About denormalization in inference
VGGT is impressive! I just have a question: during training, "Ground Truth Coordinate Normalization" was applied. Does we need a denormalization step during inference to recover the original coordinates?
Ground Truth Coordinate Normalization We follow [129] and, first, express all quantities in the coordinate frame of the first camera g1. Then, we compute the average Euclidean distance of all 3D points in the point map P to the origin and use this scale to normalize the camera translations t, the point map P, and the depth map D.
Hi, I visit lots of issues under this repository, found that we only predict a normalized scene with normlized coordinates but not actual coordinates.

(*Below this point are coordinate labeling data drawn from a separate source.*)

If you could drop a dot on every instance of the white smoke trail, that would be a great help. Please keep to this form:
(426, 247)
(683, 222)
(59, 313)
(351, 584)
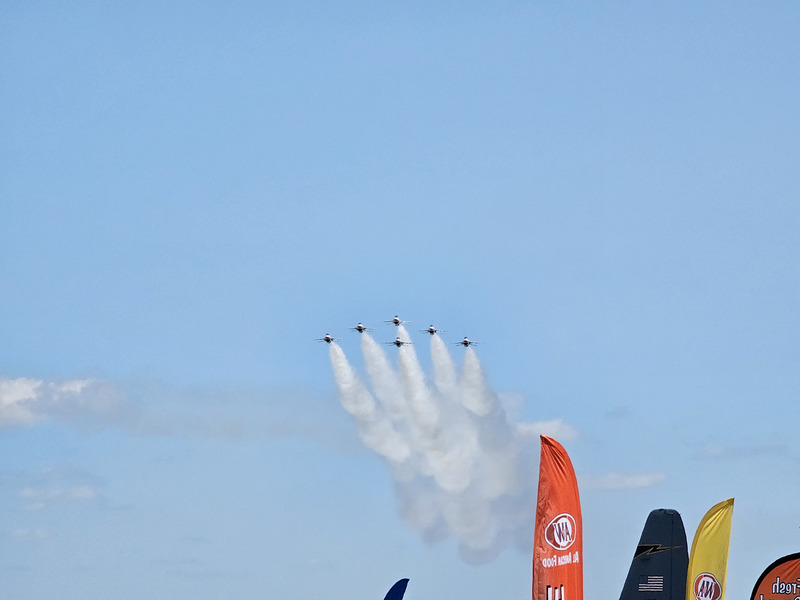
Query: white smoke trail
(470, 474)
(375, 430)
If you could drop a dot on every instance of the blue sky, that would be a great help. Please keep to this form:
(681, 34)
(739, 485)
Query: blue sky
(604, 196)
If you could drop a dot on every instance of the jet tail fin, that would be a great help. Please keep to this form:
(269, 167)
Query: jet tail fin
(397, 590)
(660, 563)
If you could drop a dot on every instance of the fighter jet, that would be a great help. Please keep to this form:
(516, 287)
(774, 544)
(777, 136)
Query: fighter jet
(396, 321)
(431, 330)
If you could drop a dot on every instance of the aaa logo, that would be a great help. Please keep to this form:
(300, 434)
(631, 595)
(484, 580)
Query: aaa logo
(706, 587)
(560, 533)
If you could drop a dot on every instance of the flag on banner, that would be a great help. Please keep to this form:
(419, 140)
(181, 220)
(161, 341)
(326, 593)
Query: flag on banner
(558, 534)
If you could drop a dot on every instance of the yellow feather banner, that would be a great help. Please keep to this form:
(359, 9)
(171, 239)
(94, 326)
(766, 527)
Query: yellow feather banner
(708, 560)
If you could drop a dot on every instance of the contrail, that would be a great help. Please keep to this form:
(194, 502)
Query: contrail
(468, 473)
(375, 430)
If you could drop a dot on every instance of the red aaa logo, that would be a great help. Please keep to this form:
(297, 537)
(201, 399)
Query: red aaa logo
(706, 587)
(561, 532)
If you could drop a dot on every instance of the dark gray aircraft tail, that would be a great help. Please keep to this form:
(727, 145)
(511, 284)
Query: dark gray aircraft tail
(397, 590)
(658, 570)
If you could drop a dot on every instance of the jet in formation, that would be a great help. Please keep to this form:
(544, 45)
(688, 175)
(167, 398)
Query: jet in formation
(396, 321)
(431, 330)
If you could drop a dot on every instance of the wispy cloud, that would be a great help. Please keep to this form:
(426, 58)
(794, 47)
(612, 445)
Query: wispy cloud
(148, 408)
(61, 485)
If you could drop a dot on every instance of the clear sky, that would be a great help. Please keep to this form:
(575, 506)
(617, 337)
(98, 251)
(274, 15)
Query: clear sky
(605, 195)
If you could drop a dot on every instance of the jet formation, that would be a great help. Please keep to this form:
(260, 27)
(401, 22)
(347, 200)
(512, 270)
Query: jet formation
(396, 321)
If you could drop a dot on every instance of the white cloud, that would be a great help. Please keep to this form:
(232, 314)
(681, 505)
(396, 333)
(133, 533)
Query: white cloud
(25, 401)
(557, 429)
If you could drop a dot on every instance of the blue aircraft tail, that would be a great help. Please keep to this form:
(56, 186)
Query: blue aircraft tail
(397, 591)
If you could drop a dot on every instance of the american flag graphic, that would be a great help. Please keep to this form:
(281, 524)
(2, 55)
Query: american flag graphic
(651, 583)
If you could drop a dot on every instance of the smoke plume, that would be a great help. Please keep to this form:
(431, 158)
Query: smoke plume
(460, 467)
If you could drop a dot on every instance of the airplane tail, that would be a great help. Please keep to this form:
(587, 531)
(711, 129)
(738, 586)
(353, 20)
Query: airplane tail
(397, 590)
(660, 563)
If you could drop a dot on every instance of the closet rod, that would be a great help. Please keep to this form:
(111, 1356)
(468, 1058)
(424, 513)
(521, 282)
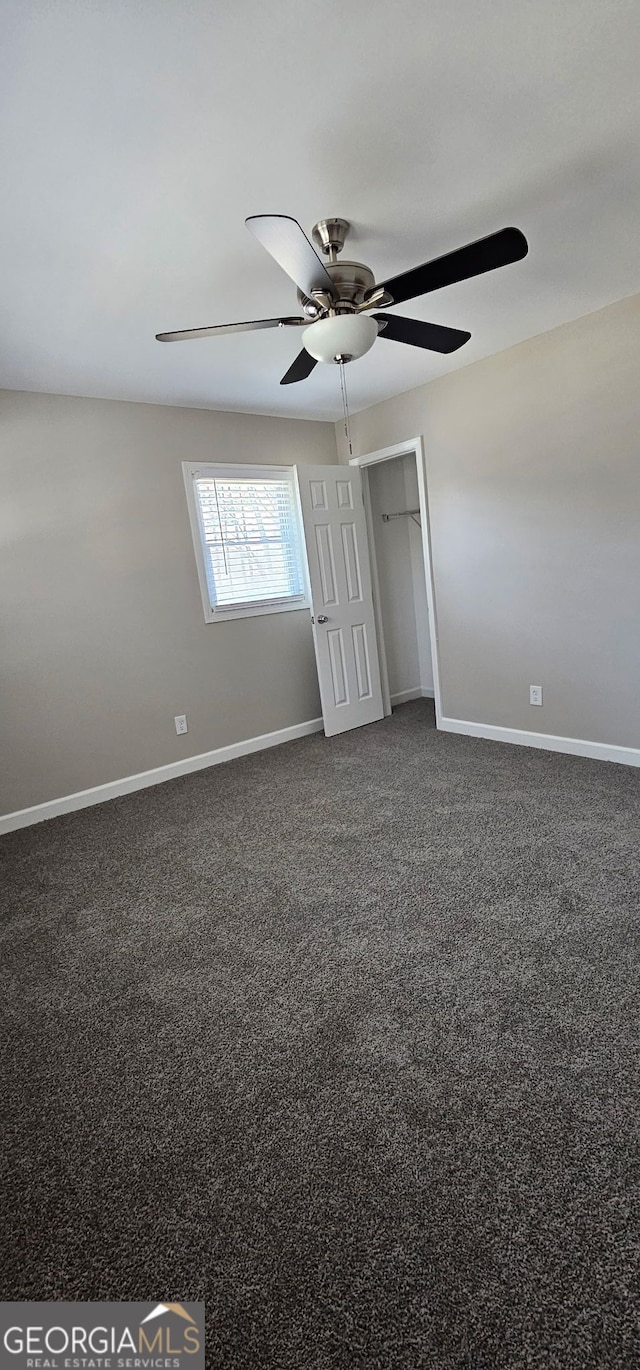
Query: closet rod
(400, 514)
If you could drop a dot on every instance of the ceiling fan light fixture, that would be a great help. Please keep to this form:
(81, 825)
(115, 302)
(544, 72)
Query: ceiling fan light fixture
(340, 337)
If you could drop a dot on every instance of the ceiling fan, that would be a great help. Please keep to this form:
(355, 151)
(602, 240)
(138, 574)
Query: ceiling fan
(336, 296)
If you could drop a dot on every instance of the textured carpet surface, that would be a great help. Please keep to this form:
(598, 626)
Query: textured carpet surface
(341, 1039)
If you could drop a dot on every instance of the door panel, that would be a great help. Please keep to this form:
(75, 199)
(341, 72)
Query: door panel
(340, 581)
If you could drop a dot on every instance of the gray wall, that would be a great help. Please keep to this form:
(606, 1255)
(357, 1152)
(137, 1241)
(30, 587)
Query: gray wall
(103, 636)
(394, 487)
(533, 471)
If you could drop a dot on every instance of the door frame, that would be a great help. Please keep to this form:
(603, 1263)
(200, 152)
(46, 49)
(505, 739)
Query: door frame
(387, 454)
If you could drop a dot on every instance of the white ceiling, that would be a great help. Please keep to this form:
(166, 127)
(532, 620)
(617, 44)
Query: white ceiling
(137, 136)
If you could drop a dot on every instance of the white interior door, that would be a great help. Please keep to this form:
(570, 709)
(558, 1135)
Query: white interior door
(340, 582)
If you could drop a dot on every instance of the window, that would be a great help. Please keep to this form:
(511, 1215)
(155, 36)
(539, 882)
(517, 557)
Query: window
(247, 539)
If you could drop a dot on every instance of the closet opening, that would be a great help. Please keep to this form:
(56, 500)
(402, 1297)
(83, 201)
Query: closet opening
(399, 543)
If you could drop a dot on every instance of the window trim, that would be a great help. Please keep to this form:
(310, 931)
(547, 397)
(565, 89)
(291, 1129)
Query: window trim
(235, 470)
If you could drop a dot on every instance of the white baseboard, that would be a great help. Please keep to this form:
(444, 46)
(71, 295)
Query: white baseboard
(415, 692)
(99, 793)
(547, 741)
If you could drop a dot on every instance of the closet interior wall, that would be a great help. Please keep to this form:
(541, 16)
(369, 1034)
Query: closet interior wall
(399, 555)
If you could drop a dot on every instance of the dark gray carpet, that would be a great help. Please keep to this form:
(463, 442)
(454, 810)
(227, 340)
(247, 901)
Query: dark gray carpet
(343, 1039)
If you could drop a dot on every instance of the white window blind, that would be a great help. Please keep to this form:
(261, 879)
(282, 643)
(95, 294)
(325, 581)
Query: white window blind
(250, 540)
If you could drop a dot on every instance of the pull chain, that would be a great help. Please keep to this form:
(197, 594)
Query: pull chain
(346, 408)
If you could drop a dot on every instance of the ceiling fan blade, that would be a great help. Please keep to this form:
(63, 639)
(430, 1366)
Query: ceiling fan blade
(299, 369)
(433, 336)
(287, 241)
(229, 328)
(485, 255)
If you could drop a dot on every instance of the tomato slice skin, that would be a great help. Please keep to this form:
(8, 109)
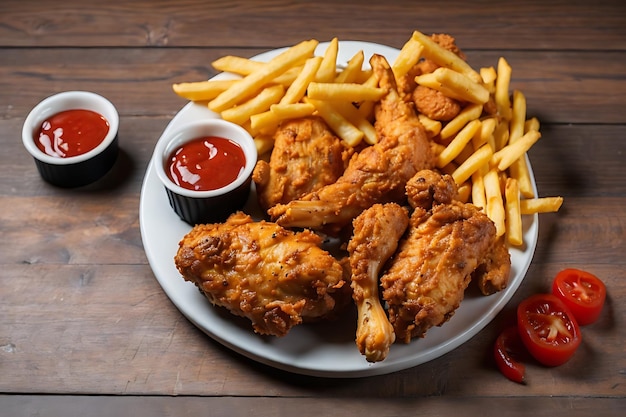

Then I have another question: could I train the model without "Ground Truth Coordinate Normalization", so that I can use the actual coordinates or processed coordinates in my dataloader (without "Ground Truth Coordinate Normalization", too) directly in inference. What is the effect of this? For example, could it make the training unstable? Thanks!
hi LeryLee i had the same question, could you find an answer to it?
hi LeryLee i had the same question, could you find an answer to it?
not yet, I still try to figure out how to recover the original coordinates in the inference if we already have camera extrinsics and intrinsics. And if we can't do so, whether it is possible to train the model without "Ground Truth Coordinate Normalization".
How can we use this model to obtain the internal and external parameters of the camera?
How can we use this model to obtain the internal and external parameters of the camera?
I noticed that demo_viser.py involves the computation of camera extrinsics and intrinsics.
extrinsic, intrinsic = pose_encoding_to_extri_intri(predictions["pose_enc"], images.shape[-2:])
predictions["extrinsic"] = extrinsic
predictions["intrinsic"] = intrinsic